Describe in detail the pathophysiological process of cystic fibrosis
Complications in cystic fibrosis patients differ depending on the extent of transmutation of the cystic fibrosis transmembrane conductance regulator (CFTR) (Brown, White, & Tobin, 2017). CF is defined by atypical excudations that cause blockages in the pulmonary, gastrointestinal, and reproductive tracts (Brown, White, & Tobin, 2017). According to the literature, there may be additional CF-linked primary defects, such as an intrinsic proinflammatory condition and abnormal immune protection in the lungs (Brown, White, & Tobin, 2017). CF is caused by a transmutation caused by a defect in the CF transmembrane conductance regulator gene. The CFTR polypeptide is a cyclic adenosine monophosphate (cAMP)-activated chloride medium that exists on the surface of many different types of epithelial cells, including those lining the trachea, bile ducts, pancreas, sweat glands, and vas deferens (McCance, Huether, Brashers, & Rote, 2013). Despite the fact that CF is a multiorgan medical condition, lung pathosis is the cause of patients’ sudden death. This causes airway surface liquid depletion in the lung, which leads to ciliary collapse and reduced mucociliary transport because airway surface liquid is important for ciliary balance and function (Brown, White, & Tobin, 2017). As a result, a vicious circle of mucus retention occurs, resulting in pestilence of the small airways and chronic inflammation (Brown, White, & Tobin, 2017).
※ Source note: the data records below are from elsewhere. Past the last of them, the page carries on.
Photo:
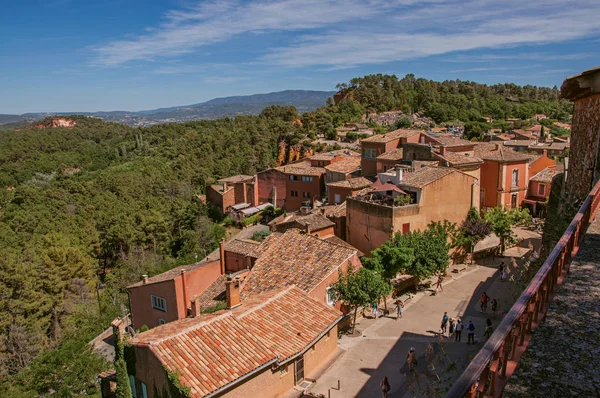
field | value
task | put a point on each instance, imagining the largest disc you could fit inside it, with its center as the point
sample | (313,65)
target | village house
(504,175)
(269,342)
(230,191)
(337,214)
(303,182)
(379,144)
(340,190)
(345,168)
(538,191)
(296,258)
(519,145)
(551,148)
(540,162)
(437,194)
(448,143)
(311,223)
(390,159)
(165,297)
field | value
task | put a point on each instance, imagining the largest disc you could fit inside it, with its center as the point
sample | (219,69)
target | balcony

CF is associated with deficient epithelial chloride ion transport (McCance et al., 2013). The CF gene can be found on chromosome 7
and has six classifications that differ in severity (McCance et al., 2013). Research states that “the cystic fibrosis transmembrane conductance regulator (CFTR or CFTR) gene mutation results in the abnormal expression of cystic fibrosis transmembrane conductance regulator protein, which is a cyclic adenosine monophosphate (cAMP)-activated chloride channel present on the surface of many types of epithelial cells including those lining the airways, bile ducts, the pancreas, sweat ducts, and the vas deferens” (McCance et al., 2013).
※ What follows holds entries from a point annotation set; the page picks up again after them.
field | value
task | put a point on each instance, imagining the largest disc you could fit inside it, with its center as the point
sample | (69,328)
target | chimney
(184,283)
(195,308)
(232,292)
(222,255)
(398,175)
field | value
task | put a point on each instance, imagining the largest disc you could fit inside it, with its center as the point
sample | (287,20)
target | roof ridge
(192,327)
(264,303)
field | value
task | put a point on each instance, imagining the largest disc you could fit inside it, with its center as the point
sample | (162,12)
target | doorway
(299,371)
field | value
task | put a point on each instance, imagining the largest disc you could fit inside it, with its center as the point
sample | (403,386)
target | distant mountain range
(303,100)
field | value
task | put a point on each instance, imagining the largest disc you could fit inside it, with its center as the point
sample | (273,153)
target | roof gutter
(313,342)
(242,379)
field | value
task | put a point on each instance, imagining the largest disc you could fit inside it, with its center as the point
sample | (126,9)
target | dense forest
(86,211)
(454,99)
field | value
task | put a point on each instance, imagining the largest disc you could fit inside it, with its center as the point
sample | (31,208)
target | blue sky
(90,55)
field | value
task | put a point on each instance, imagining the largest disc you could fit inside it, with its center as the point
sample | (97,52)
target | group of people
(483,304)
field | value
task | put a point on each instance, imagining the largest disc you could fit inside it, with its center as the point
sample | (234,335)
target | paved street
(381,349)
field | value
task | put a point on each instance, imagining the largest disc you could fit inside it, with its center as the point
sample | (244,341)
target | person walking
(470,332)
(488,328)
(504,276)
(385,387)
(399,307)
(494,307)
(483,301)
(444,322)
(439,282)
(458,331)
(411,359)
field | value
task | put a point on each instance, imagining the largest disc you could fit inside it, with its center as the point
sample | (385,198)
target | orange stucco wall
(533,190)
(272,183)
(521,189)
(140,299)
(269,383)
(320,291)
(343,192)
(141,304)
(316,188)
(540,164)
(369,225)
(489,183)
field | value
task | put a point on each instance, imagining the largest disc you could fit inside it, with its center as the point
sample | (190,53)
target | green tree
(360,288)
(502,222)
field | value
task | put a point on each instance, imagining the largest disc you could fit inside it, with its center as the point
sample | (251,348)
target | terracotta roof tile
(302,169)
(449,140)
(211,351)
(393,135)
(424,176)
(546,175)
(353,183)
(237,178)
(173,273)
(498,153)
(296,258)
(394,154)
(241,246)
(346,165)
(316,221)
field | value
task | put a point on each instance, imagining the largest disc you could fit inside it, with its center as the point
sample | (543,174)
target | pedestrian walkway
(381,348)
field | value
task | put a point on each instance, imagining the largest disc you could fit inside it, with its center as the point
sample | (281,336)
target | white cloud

Most commonly the CF genetic mistake is the DF508 protein that results in hypochloremia that progresses to lung issues related to thick mucus which inhibits proper air exchange that leads to infections, lung damage, and could ultimately lead to respiratory failure (CFF, n.d.). Patients display a variety of symptoms from the salty-tasting skin, to a cough, frequent respiratory infections, wheezing, dyspnea, clubbing, poor weight gain even though there is a good appetite, and stools can range from greasy to difficulty in having bowel movements (CFF, n.d.). The patient is five months old (the median age at diagnosis is six months), is experiencing greasy, foul-smelling diarrhea, small for her age, coughing, and wheezing, which are classic symptoms of CF. If the disease presents itself later in life, the patients typically have milder symptoms as opposed to diagnosing the patient within the first year of life. The severity of the disease depends on which class it falls in; classes 4-6 experience milder symptoms than those that fall within classes 1-3 (McCance et al., 2013). CF must be diagnosed early to improve the patient’s quality and longevity of life. After recognizing the symptoms, one must confirm their differential before giving a definite diagnosis. Screening newborns for CF is a universal protocol in the United States.